Genetics and Addiction
Genes are units of DNA that make up the entire human body and DNA provides people with information about what the cells in our bodies are doing. Everyone has a unique set of DNA, which is inherited from their parents giving them traits like hair and eye color, height, and not-so-visible things like risk or protections from diseases like diabetes, auto-immune disorders, and more. Scientists have found that when gene mutations occur, it can pose a potential risk of health problems in the future. One of the diseases that have been extensively studied by researchers is addiction. It’s a complex disease and, genetically speaking, can impact different people in different ways. However, people who have addiction in their family history are not destined to have substance use disorders. Their fate is not sealed in their genetic disposition. Studies are being conducted to find new treatment approaches using new and emerging information that is being discovered while unraveling and studying where addiction fits within the human genome. The human genome is the full set of chromosomes in the human body which include all the inheritable traits of an organism.
There will never be just one isolated addiction gene that is passed down from parents to offspring. Instead, addiction should be seen and treated as a vulnerability of complex traits. There are arrays of genes that make up the proneness to addiction, and not everyone with a substance use disorder will have the same variations of genes that carry an addiction risk. Some may end up with this gene arrangement and show no signs of being prone to addiction. Regardless of how complicated the concept of addiction and genetics may be, thorough research has determined there is a link and that addiction is influenced by genes.

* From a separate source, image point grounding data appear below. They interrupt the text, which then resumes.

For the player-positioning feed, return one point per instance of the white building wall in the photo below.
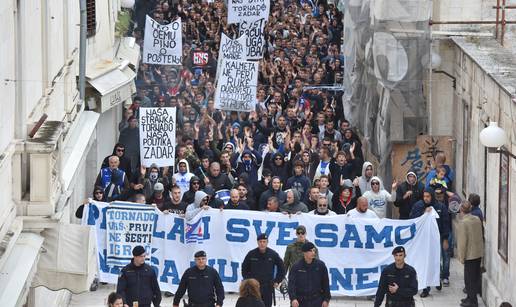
(38, 67)
(484, 100)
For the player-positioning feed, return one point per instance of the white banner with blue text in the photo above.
(127, 226)
(354, 250)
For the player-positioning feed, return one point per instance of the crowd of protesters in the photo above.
(296, 152)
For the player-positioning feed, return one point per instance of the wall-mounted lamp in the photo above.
(127, 4)
(494, 138)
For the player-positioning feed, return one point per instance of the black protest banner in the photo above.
(157, 136)
(255, 43)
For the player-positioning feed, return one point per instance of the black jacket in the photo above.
(343, 208)
(405, 278)
(262, 266)
(406, 205)
(138, 283)
(249, 301)
(308, 280)
(202, 286)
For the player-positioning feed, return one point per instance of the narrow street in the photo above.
(447, 297)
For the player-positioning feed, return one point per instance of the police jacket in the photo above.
(293, 254)
(263, 266)
(202, 285)
(138, 283)
(309, 281)
(406, 280)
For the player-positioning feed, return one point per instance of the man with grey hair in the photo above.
(234, 201)
(322, 207)
(362, 210)
(470, 249)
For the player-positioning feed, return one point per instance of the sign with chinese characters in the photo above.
(420, 157)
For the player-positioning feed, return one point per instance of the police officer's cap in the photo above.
(262, 236)
(399, 249)
(308, 246)
(138, 250)
(200, 254)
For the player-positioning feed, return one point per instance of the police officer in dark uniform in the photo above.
(398, 281)
(308, 283)
(138, 282)
(203, 284)
(266, 266)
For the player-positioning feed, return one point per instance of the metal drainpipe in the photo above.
(82, 51)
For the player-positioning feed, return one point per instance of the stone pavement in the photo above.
(447, 297)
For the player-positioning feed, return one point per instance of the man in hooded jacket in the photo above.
(250, 162)
(346, 197)
(183, 176)
(195, 185)
(274, 190)
(367, 175)
(200, 203)
(378, 197)
(125, 163)
(425, 205)
(293, 205)
(407, 194)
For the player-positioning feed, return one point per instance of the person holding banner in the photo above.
(249, 294)
(138, 283)
(203, 284)
(294, 251)
(266, 266)
(308, 282)
(398, 281)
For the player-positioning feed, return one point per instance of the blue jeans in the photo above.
(445, 261)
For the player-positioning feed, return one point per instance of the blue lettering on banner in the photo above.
(237, 234)
(362, 277)
(283, 234)
(400, 229)
(258, 227)
(103, 264)
(220, 266)
(351, 235)
(178, 229)
(385, 234)
(326, 238)
(336, 279)
(169, 271)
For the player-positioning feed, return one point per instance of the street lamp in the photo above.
(494, 138)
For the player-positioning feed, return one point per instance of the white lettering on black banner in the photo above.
(231, 49)
(163, 43)
(255, 43)
(157, 136)
(247, 10)
(236, 88)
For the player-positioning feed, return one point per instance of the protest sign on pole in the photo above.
(247, 10)
(127, 226)
(254, 30)
(232, 49)
(354, 250)
(236, 88)
(157, 136)
(163, 44)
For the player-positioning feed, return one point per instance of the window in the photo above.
(91, 19)
(465, 148)
(503, 207)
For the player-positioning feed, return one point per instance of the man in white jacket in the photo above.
(183, 176)
(379, 197)
(200, 203)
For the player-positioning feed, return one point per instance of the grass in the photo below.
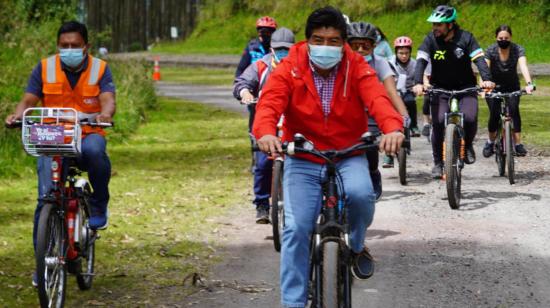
(168, 181)
(199, 75)
(225, 27)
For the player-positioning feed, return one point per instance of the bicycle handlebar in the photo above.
(433, 90)
(505, 94)
(85, 122)
(367, 143)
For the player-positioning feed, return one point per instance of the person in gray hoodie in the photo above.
(247, 88)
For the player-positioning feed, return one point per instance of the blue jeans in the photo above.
(303, 194)
(262, 178)
(95, 161)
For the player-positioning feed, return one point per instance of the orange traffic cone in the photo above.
(156, 70)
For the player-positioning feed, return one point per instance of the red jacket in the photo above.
(291, 91)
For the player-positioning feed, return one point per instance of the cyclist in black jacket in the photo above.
(451, 51)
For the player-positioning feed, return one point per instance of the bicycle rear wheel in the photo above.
(452, 168)
(277, 205)
(85, 272)
(330, 276)
(51, 268)
(509, 148)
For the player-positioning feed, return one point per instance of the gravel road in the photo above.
(492, 252)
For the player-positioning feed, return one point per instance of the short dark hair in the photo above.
(73, 26)
(503, 28)
(324, 18)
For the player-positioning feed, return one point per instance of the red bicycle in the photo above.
(65, 242)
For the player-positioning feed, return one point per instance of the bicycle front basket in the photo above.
(51, 132)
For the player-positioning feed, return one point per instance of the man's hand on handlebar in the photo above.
(487, 85)
(391, 143)
(418, 89)
(104, 118)
(270, 144)
(247, 97)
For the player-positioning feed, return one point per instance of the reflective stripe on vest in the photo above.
(51, 70)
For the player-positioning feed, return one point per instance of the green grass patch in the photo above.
(186, 165)
(199, 75)
(225, 26)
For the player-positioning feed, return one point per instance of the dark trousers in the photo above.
(440, 106)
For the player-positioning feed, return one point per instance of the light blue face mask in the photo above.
(72, 57)
(280, 54)
(325, 57)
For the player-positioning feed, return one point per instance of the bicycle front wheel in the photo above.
(452, 168)
(509, 148)
(330, 278)
(51, 268)
(277, 207)
(402, 158)
(500, 157)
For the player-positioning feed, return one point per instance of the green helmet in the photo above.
(443, 14)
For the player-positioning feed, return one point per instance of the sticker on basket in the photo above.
(47, 134)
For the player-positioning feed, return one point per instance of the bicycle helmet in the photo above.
(266, 22)
(443, 14)
(361, 30)
(402, 41)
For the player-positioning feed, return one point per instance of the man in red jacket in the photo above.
(323, 88)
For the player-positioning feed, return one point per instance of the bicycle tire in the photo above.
(330, 275)
(509, 151)
(452, 169)
(277, 208)
(51, 239)
(402, 158)
(499, 155)
(84, 276)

Another reason why stigma surrounding addiction is so dangerous is the fact that many people never talk about substance use disorders in the family due to shame or fear. Most everyone would want to know if their parents, grandparents, or great-grandparents had a specific disease. In fact, when at the doctor, most people are asked to disclose any family history of illness. Considering addiction is a disease, it’s irresponsible to not disclose these health issues with family. Unfortunately, many people are never made aware that someone in their lineage actually has issues with addiction because they are often kept secret of swept under the rug.

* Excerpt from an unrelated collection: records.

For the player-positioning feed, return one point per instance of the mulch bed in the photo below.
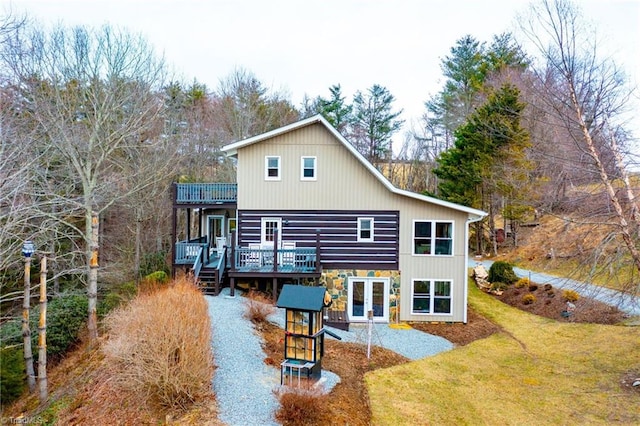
(550, 303)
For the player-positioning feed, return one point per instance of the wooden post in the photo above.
(174, 230)
(275, 250)
(26, 331)
(42, 332)
(318, 251)
(275, 289)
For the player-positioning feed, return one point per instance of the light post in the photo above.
(28, 248)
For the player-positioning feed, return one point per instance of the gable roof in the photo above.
(231, 150)
(301, 297)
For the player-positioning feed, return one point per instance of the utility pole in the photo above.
(28, 248)
(42, 332)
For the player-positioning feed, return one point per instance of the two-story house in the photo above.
(310, 209)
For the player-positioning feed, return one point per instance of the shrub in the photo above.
(259, 307)
(300, 407)
(12, 375)
(570, 295)
(522, 283)
(66, 314)
(501, 271)
(114, 298)
(161, 344)
(498, 286)
(154, 262)
(154, 281)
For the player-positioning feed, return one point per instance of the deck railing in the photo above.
(287, 260)
(206, 193)
(188, 251)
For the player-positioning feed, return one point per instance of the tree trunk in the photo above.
(92, 284)
(138, 244)
(625, 230)
(42, 333)
(26, 331)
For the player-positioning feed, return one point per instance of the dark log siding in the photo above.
(339, 246)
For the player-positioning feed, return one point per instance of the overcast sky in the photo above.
(305, 46)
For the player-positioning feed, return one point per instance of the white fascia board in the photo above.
(231, 150)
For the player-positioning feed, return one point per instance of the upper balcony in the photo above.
(205, 193)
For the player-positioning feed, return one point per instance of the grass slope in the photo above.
(536, 371)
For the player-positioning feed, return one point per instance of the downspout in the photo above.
(466, 263)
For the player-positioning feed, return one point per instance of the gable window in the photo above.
(365, 229)
(431, 297)
(272, 168)
(432, 238)
(308, 168)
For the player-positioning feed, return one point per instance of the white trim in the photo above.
(432, 296)
(266, 167)
(466, 266)
(315, 167)
(231, 150)
(371, 230)
(263, 230)
(433, 222)
(368, 288)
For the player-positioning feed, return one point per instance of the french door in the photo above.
(368, 296)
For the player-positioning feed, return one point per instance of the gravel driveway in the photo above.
(244, 384)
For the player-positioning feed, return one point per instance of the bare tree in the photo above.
(88, 95)
(586, 96)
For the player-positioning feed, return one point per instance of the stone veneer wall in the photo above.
(336, 282)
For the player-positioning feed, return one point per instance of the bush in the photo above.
(117, 296)
(259, 307)
(300, 407)
(12, 374)
(154, 281)
(66, 314)
(154, 262)
(161, 344)
(570, 295)
(501, 271)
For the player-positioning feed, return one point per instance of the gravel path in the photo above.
(244, 384)
(622, 301)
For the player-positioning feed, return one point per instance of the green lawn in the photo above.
(536, 372)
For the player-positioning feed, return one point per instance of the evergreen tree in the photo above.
(335, 109)
(487, 161)
(374, 122)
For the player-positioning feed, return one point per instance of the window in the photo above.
(272, 168)
(431, 297)
(308, 168)
(432, 238)
(268, 227)
(365, 229)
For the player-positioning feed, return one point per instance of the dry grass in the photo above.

Children of people with substance use disorders are eight times more likely to develop an addiction. However, genetics only account for about 50% of the probability that the offspring of someone with a substance use disorder will develop an addiction. The other factors that can impact children of people with substance use disorders are also environmental. Poor coping skills can lead people to self-medicate with substances. Poor mental health care is also a major factor that can lead to drug misuse and potential addiction. Something parents can do for their children to prevent the “addiction gene” from negatively impacting them is helping them learn to deal with stress, emotions, and hard times. Teaching them to ask for and seek help instead of adapting self-destructive habits is crucial in early development. When a child is exposed to parents who misuse drugs or exhibit poor coping skills, they are more likely to learn and mimic this behavior.

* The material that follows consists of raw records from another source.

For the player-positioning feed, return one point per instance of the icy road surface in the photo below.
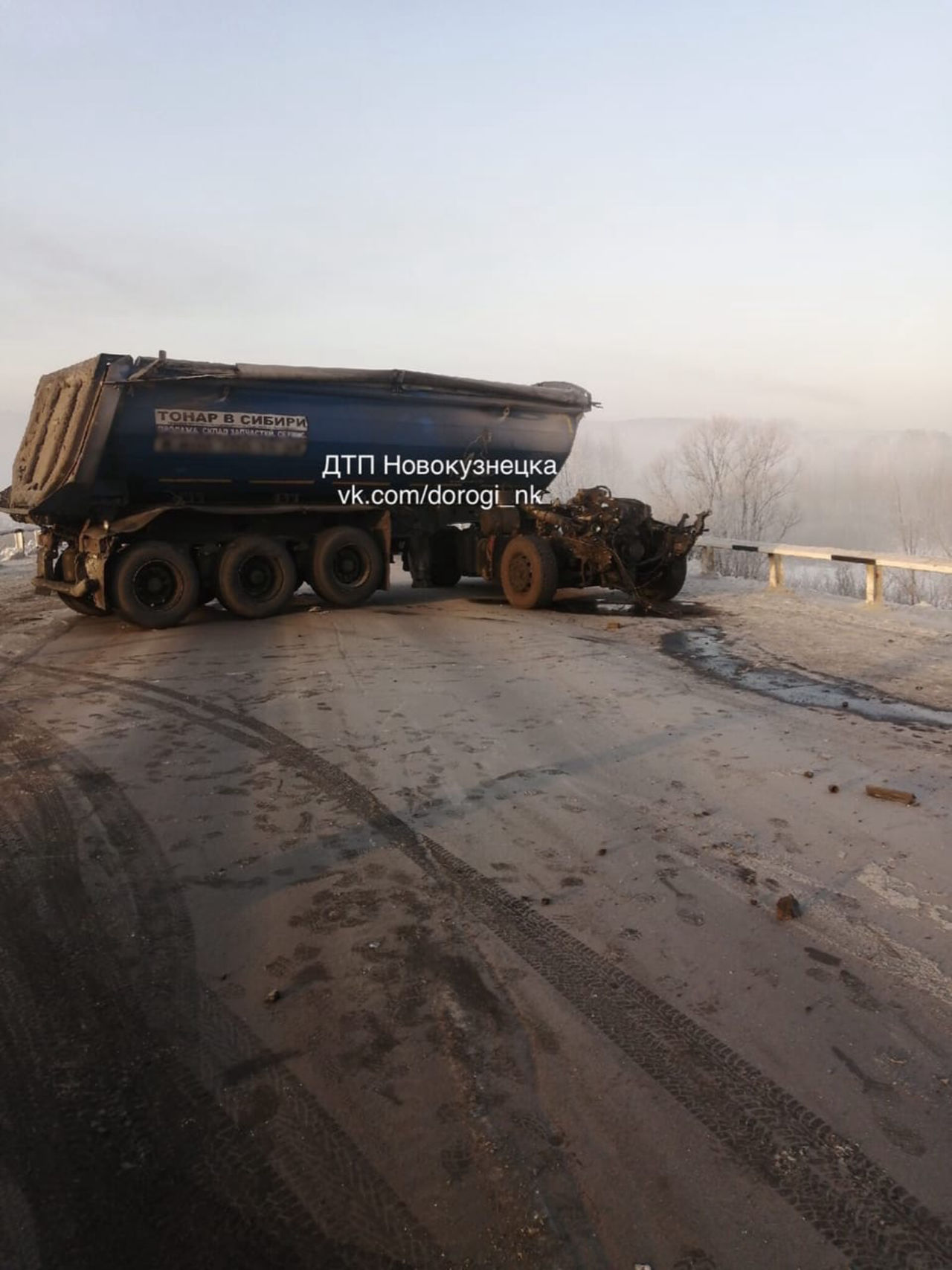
(437, 934)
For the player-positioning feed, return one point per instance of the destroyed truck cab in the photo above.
(161, 486)
(589, 540)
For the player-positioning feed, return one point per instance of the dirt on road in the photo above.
(437, 934)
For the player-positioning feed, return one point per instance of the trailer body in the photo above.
(159, 484)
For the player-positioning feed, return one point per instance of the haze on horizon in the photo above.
(688, 208)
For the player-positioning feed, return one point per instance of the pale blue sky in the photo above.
(686, 207)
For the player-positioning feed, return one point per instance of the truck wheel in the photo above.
(155, 584)
(444, 568)
(83, 605)
(347, 565)
(257, 577)
(529, 572)
(668, 582)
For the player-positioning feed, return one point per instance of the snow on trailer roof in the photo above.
(554, 394)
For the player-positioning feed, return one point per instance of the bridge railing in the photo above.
(777, 552)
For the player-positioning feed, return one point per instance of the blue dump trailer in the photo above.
(161, 484)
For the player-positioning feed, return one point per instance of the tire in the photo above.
(347, 565)
(444, 568)
(257, 577)
(155, 584)
(80, 605)
(529, 572)
(666, 583)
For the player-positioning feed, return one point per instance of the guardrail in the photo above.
(18, 538)
(875, 561)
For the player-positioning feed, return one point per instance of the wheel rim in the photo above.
(520, 573)
(350, 567)
(157, 584)
(258, 577)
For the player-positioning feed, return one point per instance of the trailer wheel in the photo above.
(444, 568)
(155, 584)
(529, 572)
(668, 582)
(257, 577)
(82, 605)
(347, 565)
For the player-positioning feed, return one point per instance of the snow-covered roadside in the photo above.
(900, 649)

Once substance use disorders are taken more seriously, and addiction is seen as a disease, families will be better equipped to deal with family members who need help in the future. Adhering to outdated belief systems that view addiction as a character flaw or a problem of the weak-willed will only continue to allow the addiction epidemic to spread. Children deserve transparency from their parents about potential genetic predispositions to addiction they may have so they can be more aware of it as they grow into adults.
Since addiction may present itself in someone with a combination of genetic and environmental factors combined, it’s best to take preventative precautions early on. Raising children in stable, drug-free environments where they are not exposed to substance misuse or very stressful situations is the ideal way to protect them. The reality is, not every child will have this kind of environment growing up, and they may have a parent or a family member who struggles with addiction. Since addiction can affect the family as a whole, these children are more at risk. There is hope, however, for these children and their parents as well.
Along with treatment, scientists and genetic researchers are looking to develop improved ways to help people who are impacted by addiction. Each “addiction gene” they can identify becomes a “drug target” that researchers focus on to develop a medicine that can counteract or modify its activity. This will be an advanced way to help stabilize and improve proper brain function in those who are at a particularly high risk both genetically and environmentally.
The future of treatment will be enhanced with further genetic research. Soon, people with addiction will be able to be tested to see which medications may be best for their treatment. This is why understanding the role of genetics in addiction is so important. While addiction is a very complex and complicated disease, science and research will be able to help us understand how to handle substance use disorders and treat them more effectively.